Do all of that and the tablet stops being “an old tablet showing a website” and becomes a genuine control surface — the kind you tap on the way past without thinking. Combine it with a floorplan layout so you tap the room instead of a list, and conditional cards so it only surfaces what needs attention, and the wall panel earns its spot for years.
Frequently Asked Questions
What is kiosk mode in Home Assistant?
Kiosk mode locks a device to a single full-screen Home Assistant dashboard, hiding the sidebar, header, and browser bars so nobody can navigate away. It usually takes two layers: hiding the Home Assistant chrome and locking the tablet itself.
How do I hide the sidebar on a Home Assistant dashboard?
Install the kiosk-mode frontend module from HACS and add its configuration to the dashboard. It hides the sidebar and header, and you can scope it to a specific user or URL so your admin view still shows the full interface.
What is the best app to lock an Android tablet to Home Assistant?
Fully Kiosk Browser is the standard. It boots your dashboard full-screen, blocks navigation out of the app, and adds motion-triggered screen wake and a screensaver. WallPanel is a capable open-source alternative if you prefer to avoid the paid unlock.
How do I lock an iPad to a Home Assistant dashboard?
Use Guided Access in iOS accessibility settings to lock the iPad to the Home Assistant Companion app running your dashboard. It is more limited than Android tools but locks a fixed panel to one app effectively.

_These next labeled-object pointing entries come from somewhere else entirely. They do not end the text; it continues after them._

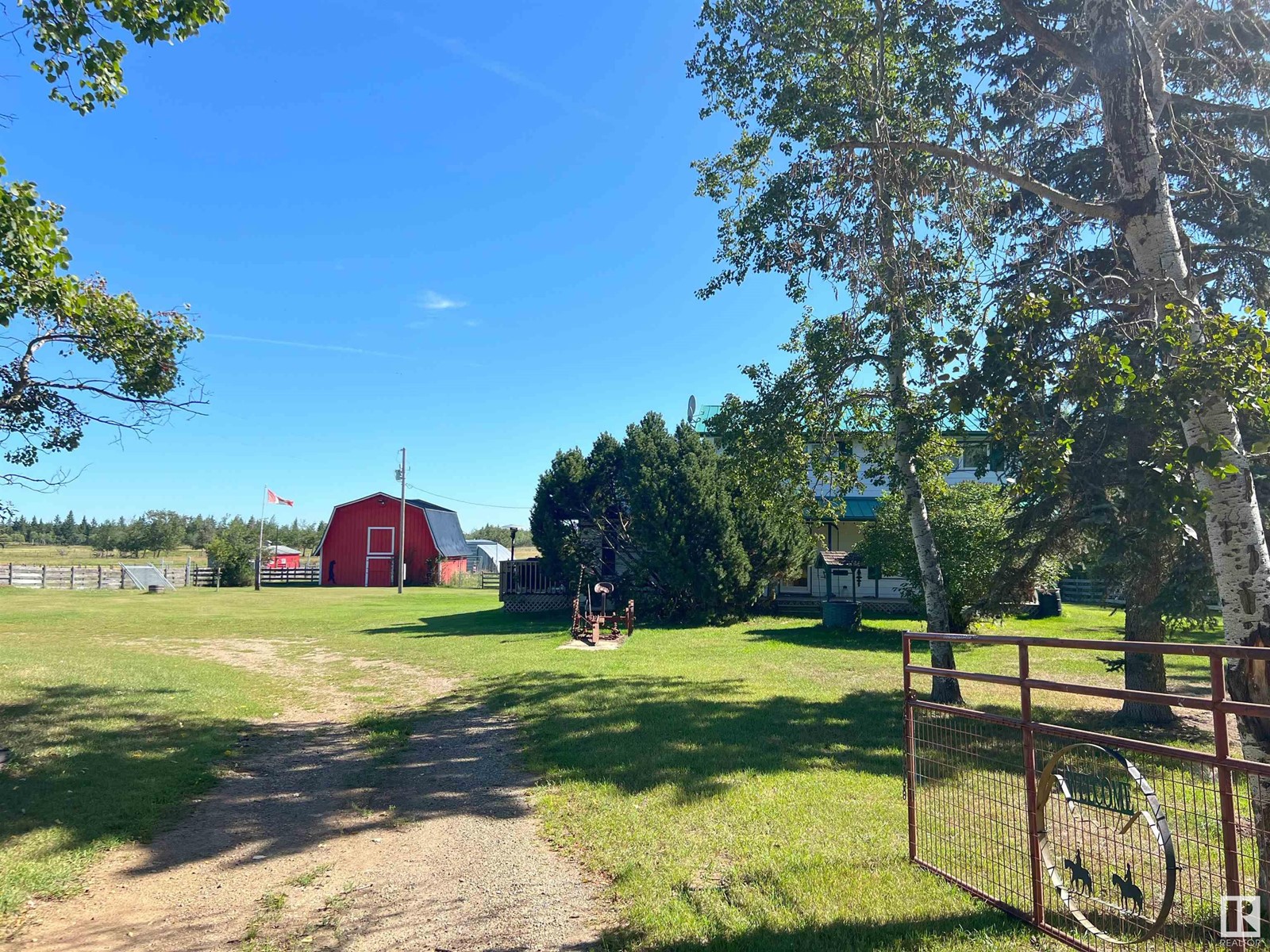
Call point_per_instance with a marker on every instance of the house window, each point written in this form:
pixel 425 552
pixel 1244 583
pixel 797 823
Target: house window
pixel 976 456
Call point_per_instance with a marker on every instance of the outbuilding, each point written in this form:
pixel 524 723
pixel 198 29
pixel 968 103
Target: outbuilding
pixel 487 555
pixel 361 545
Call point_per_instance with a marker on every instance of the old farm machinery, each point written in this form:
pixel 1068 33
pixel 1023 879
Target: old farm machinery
pixel 592 626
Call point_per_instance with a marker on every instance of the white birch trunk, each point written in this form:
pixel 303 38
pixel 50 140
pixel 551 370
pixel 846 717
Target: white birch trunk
pixel 1233 520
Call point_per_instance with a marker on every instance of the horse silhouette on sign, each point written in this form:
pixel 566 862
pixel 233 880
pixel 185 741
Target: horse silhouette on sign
pixel 1130 894
pixel 1081 877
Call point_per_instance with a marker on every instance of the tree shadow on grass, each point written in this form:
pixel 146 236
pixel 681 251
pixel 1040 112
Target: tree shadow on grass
pixel 641 733
pixel 982 926
pixel 93 763
pixel 492 621
pixel 867 639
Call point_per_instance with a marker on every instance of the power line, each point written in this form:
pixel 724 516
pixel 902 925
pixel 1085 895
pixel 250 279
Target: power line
pixel 467 501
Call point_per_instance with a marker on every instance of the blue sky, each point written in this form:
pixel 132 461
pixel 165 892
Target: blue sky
pixel 465 228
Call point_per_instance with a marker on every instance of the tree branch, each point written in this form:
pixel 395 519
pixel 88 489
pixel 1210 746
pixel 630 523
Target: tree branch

How do I stop a wall tablet screen from staying on all night?
Use a kiosk app with motion detection, such as Fully Kiosk Browser, so the screen wakes when someone approaches and dims or turns off when the room is empty. This saves power and reduces the risk of screen burn-in.
Do I need an expensive tablet for a Home Assistant wall panel?
No. The hub does the work; the tablet only renders a web page. A basic Android tablet with a decent screen and stable Wi-Fi is enough. Spend on the mount and always-on power rather than on tablet performance.